Dans un système de stockage géologique, les couvertures sont en conditions réductrices de l’ordre de -200 à -150 mV. (Gaucher et al., 2006). Dans la majeure partie des travaux expérimentaux réalisés à l’air ambiant (Eh = +400 mV) sur les réservoirs et les couvertures, la réactivité du système est malheureusement soumise aux conditions oxydantes de l’étude expérimentale. Des phénomènes d’oxydation sont susceptibles d’être observés après réaction (Montes-Hernandez et al., 2003).

Suite aux études de sensibilité réalisées sur le système Solution/Roche/CO2 en fonction des conditions redox du milieu, un protocole a été réalisé pour s’affranchir au maximum de l’activité du dioxygène atmosphérique sur le système avant l’injection de CO2. Les circulations consécutives d’argon et de CO2-H2 au sein du réacteur permettent d’atteindre des potentiels redox proches de 0 mV. Dans les travaux de De Lima et al. (2009), l’augmentation de la durée de ces circulations permet même de se placer en conditions réductrices (~ -100 mV).

Les expériences sont menées sur un mois et trois mois qui sont les durées nécessaires pour l’observation de changements significatifs sur les minéraux argileux et carbonatés.

A la fin de chaque expérience, les réacteurs sont mis à refroidir à température ambiante pendant 24 h et le CO2 gazeux est ensuite purgé pendant 6 h. Le solide est séparé de la solution par centrifugation à 7000 rpm pendant 10 min. La solution est acidifiée (avec HNO3 suprapur) et placée au froid (4°C) avant analyse.

L’acidité et la salinité de la solution à 80°C pouvant corroder l’enceinte du réacteur, les concentrations en Fe, Ni, Cr sont contrôlées.

La méthode de caractérisation du solide et de la solution avant et après réaction est explicitée dans l’Annexe « Méthode de caractérisation utilisée ».

1.3. RESULTATS

Deux expériences similaires ont été menées avec la roche de Chinle, la solution saline NaCl 0,1M et le CO2(SC) à 80°C et 150 bars, l’une à un mois, l’autre à 3 mois.
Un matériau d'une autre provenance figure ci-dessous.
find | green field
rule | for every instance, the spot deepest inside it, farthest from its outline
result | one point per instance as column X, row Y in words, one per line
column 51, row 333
En parallèle, une expérience avec CO2(SC) anhydre et une expérience avec argon ont été réalisées.

Une première caractérisation a été réalisée par DRX (Figure 13) pour discerner les grandes évolutions des minéraux carbonatés d’une part (cinétiques réactionnelles plus importantes), puis les minéraux argileux et silicatés d’autre part (cinétiques réactionnelles plus faibles). Les observations et analyses MEB permettent de confirmer les résultats obtenus par DRX et de caractériser l’évolution cristalline des minéraux (voir Annexes, méthodes de caractérisation).

1.3.1.

Evolution des minéraux carbonatés :

Après DRX sur préparation désorientée, l’évolution la plus marquante est la dissolution totale de la calcite pure initiale (à 3,02 Å) après réaction de 30 et 90 jours (Figure 13 ; spectres bleu et rouge respectivement), alors que la calcite substituée par Mg (2,99 Å) ne semble pas altérée. Une calcite-Mg secondaire aurait pu également reprécipiter.